Les émissions de fumée provenant de la combustion de biomasse se sont révélées être une source critique de phosphore dans la fumée des incendies, un élément vital qui favorise la croissance de la forêt amazonienne.
Bien que les incendies de forêt représentent une menace directe et dévastatrice pour la biodiversité, une récente étude scientifique détaille comment les aérosols organiques transportés par les courants d’air fonctionnent comme un engrais atmosphérique qui nourrit de vastes zones de cet écosystème tropical.

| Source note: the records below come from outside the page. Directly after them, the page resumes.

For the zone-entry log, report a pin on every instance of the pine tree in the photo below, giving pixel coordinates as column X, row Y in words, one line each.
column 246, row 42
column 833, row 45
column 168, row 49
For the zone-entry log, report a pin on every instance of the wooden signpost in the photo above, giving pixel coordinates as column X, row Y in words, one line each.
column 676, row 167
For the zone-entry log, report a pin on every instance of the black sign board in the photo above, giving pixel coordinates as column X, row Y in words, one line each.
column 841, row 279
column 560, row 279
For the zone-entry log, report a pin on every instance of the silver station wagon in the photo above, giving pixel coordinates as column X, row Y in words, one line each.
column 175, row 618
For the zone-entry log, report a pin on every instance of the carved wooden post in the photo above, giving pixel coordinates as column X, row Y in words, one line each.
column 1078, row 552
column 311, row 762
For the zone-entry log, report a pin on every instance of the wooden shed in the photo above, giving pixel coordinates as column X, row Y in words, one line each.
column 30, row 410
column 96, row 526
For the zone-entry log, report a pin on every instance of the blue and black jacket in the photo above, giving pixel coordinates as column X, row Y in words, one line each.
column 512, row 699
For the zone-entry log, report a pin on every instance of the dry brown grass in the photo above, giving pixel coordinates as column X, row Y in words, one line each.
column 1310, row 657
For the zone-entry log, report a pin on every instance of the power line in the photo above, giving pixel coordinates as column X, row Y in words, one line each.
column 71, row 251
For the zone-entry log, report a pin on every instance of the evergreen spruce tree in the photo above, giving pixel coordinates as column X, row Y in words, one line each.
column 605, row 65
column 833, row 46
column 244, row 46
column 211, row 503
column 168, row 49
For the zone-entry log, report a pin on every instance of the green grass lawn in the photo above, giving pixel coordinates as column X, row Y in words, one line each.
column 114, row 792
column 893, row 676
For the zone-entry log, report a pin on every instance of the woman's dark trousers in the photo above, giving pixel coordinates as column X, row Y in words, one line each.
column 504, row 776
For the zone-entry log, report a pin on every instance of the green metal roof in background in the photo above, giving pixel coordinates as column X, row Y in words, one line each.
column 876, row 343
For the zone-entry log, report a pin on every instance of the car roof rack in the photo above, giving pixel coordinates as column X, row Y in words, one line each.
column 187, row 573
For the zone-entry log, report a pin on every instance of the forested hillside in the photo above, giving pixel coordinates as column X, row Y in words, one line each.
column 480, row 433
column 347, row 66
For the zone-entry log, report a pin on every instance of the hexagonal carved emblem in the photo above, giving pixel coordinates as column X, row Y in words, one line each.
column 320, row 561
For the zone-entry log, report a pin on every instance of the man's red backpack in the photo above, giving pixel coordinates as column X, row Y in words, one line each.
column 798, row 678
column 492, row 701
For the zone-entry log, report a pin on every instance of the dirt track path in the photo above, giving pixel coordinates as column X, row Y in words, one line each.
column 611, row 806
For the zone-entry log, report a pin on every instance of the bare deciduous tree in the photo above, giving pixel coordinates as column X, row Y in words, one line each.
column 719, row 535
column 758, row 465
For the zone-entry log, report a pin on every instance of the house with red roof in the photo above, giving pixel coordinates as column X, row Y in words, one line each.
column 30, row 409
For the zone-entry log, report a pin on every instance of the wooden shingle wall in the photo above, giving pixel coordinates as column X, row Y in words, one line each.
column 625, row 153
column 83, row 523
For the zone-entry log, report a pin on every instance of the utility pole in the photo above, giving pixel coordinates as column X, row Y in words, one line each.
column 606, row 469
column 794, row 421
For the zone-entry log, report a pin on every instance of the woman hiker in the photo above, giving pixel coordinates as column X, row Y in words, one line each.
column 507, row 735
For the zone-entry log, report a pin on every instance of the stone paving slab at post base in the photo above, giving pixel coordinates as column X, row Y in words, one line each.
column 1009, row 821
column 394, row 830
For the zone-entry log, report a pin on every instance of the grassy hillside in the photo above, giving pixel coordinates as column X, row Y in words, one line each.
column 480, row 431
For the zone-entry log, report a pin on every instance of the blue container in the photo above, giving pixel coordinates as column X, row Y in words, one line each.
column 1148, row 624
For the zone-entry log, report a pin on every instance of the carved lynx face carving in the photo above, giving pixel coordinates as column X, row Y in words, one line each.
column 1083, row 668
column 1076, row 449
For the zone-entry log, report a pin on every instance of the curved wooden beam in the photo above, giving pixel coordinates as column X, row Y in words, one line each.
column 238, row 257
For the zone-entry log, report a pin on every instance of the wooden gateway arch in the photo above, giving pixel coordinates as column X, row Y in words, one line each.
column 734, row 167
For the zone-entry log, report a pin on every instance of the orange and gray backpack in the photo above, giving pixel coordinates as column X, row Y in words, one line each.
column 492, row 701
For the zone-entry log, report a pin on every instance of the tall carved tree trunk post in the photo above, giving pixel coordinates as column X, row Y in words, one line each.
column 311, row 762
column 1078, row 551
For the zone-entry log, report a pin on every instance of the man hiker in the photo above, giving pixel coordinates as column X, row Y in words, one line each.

Historiquement, la communauté scientifique considérait que la poussière minérale provenant du désert du Sahara était le principal fournisseur externe de nutriments pour la région.
Néanmoins, l’analyse des chercheurs a déterminé que la combustion de végétation libère des quantités significatives de phosphore soluble.
Phosphore dans la fumée des incendies
Ce composant, une fois dispersé par la fumée, est absorbé par la canopée forestière et le sol après sa déposition, permettant une régénération et un développement biologique qui autrement seraient plus lents.
Ce transfert de nutriments est fondamental pour l’équilibre écologique, étant donné que le phosphore est souvent le « goulot d’étranglement » ou facteur limitant pour la productivité végétale dans les sols tropicaux, qui sont naturellement anciens et pauvres en minéraux.
En recevant ce phosphore dans la fumée des incendies, les arbres peuvent réaliser leurs processus photosynthétiques et de croissance avec plus d’efficacité, surtout dans les zones éloignées des sources traditionnelles de sédimentation minérale.
La découverte souligne un paradoxe environnemental complexe : tandis que le feu détruit des zones localisées de biomasse, la fumée résultante redistribue des minéraux qui peuvent renforcer la résilience des régions non affectées.
Les données recueillies suggèrent que l’impact de cet apport est comparable à la sédimentation transatlantique de poussière, ce qui oblige à redéfinir les modèles actuels sur les cycles biochimiques et la nutrition du bassin de l’Amazonie face au changement climatique.